Мы стали разворачивать белый свёрток… И прогремел взрыв. Мы разбежались. Осипов ржал как осатанелый, глядя на наши перепачканные шутихой рожи.
– Гад ты, Осипов, – сказал я.
– Утопить тебя мало, – согласился Юра.
– А давай и утопим. Весной в Астрахани выловят.
Да и утопили б. Но любопытство подвело: топить-то надо было с яйцом. А нам интересно было, что там…
И мы заставили этого эстрадника самого разворачивать свёрток. Надо ж было так точно свёрток под скорлупу замаскировать. Зараза! Под скорлупой-бумагой оказалась белая материя, под ней – промасленная бумага, а в ней… Мы своим глазам не поверили.
– И где восторг троглодитов? – осклабился Слава.
Какой восторг? Мы не верили происходящему. Уж не очередной ли это подвох? Перед нами окорок кило на три, просоленный, поперчённый, нашпигованный чесноком и чем-то обмазанный. В такое разве можно поверить посреди лугов, забытых в тысячелетиях?! У Юры слюни потекли. А он и не замечал. А я глотал свои. За такое можно и простить размалевание наших изящных личиков шутихой.
– Откуда такое?!
– От соседки, вестимо, – ответил Слава.
Мы не стали задавать нескромные вопросы, за какие такие услуги соседка отвалила такое. Или ещё глубже: «Материальное рождает…» Пусть себе рождает. А у нас будет прекрасный пир. Это точно.
И тысячелетия, поэзия и даже шестые размеры отойдут в сторону. У нас намечается самый настоящий пир среди всего этого великолепия. Среди вечности.
Мы разбрелись в поисках дров для костра. Хороших дров, чтобы огонь горел жарко и дал хорошие угли. И когда собрались обратно, Юра надел очки, сделанные из проволоки, прицепил колючкой бабочку там, где повязывают галстук, умудрился сделать причёску…
– Коллеки! Позвольте, как истинно думающему и до всего, рэшительно до всего додумывающемуся сам гэраждана, я бы сказал, одному из немногих, истинно страдающих за народ, одному из прогрессивно нерепрессированного представителя творческой интеллего, высказать опрэделенные суждения-соображения. На тему: что дала и задрала. Нет-нет, не надо рукоплесканий.
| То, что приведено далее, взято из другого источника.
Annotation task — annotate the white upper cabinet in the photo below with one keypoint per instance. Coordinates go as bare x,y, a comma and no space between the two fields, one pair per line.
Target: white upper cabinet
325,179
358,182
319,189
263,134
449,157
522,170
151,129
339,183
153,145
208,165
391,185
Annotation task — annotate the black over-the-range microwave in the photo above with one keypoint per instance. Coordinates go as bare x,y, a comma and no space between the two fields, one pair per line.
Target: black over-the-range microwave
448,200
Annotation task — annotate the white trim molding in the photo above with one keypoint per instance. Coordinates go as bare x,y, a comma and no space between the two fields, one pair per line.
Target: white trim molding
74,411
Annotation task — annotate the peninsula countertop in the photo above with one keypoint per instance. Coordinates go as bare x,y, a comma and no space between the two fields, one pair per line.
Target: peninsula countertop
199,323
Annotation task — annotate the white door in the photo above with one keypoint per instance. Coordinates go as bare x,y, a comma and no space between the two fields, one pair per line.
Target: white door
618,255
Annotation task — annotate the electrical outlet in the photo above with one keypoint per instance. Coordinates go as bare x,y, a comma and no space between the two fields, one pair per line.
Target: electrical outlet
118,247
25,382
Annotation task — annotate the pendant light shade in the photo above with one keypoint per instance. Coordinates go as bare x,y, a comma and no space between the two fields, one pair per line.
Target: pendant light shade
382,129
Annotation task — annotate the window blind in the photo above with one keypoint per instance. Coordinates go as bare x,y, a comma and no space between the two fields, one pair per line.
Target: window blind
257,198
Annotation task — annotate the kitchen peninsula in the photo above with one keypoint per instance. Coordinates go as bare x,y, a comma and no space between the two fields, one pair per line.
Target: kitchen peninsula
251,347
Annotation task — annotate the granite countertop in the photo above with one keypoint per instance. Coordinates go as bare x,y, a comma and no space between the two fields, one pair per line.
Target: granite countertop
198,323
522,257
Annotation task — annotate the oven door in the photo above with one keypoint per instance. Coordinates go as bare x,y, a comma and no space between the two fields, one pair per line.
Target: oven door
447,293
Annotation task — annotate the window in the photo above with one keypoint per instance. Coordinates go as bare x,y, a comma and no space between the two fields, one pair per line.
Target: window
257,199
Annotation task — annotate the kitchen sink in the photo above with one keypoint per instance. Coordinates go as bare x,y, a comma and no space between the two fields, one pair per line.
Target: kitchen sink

Я имею в виду, что задрала и дала не свою, а хрю-хрюшкину ножку. Итак, в часы долгих раздумий при сборе топлива для стоянки среди вечности и тысячелетости нашей цивилизованной Мессии как Мессии, я пришёл к образу той, что дала. Слава, как она тебе дала?
– Ногу! И выражайся понятно, а то в лоб получишь.
– Ну и где свобода у демократов для народа? – вздохнул я.
– А вас я бы попросил… Хотя что просить у славного потомка сокола ОГПУ, – сказал Слава.
– Протестую и оду пою образу.
Тому, что ноженьку взяла,
От себя оторвала,
Славке нашему дала.
– А ещё могла бы дать, – пробурчал я.
Та, у которой кожа так бела,
А сама-то – хороша,
Кудри вьются до плеча,
С озорнинкою глаза,
Грудь большая, высока
(Шестого размера) и упруга,
Круты бёдра, стройный стан,
Ну а ноги – от плеча.
Улыбнётся, как с плеча
Рубанёт чем сгоряча.
И теряются тогда и сердца, и голова.
А она вся в сиянии пошла…
– А потом Аграфену сон свалил, – сказал Слава.
– Дурак, поэзию вечности испортил, садист, – возмутился я.
– Реалист. Я не виноват, что Аграфене девяносто. Но зато все зубы на месте, – ухмыльнулся Слава.
– Это она дала ножку?
– Да. Я ей крыльцо поправил.
– Надо ж!
– Есть бабушки в наших селеньях. И вкусную ножку спечёт, Пегаса подножкой сшибёт.
– Прям уж Пегаса!
– Ну клячу.
– Не надо бывших поэтов обижать.
– Эх вы, бывшего… Образ-то какой не дали закончить, – вздохнул Юра.
– Славик, иди помой руки. А мы костёр наладим, – сказал я.
– Здрасте! Где мыть, о лёд?
– Об него. Или лунку пробей.
И Слава ушёл, а мы с Юрой стали думать, что с образом делать. Не пропадать же добру. И вот появился Слава. Руки от краски он оттёр льдом.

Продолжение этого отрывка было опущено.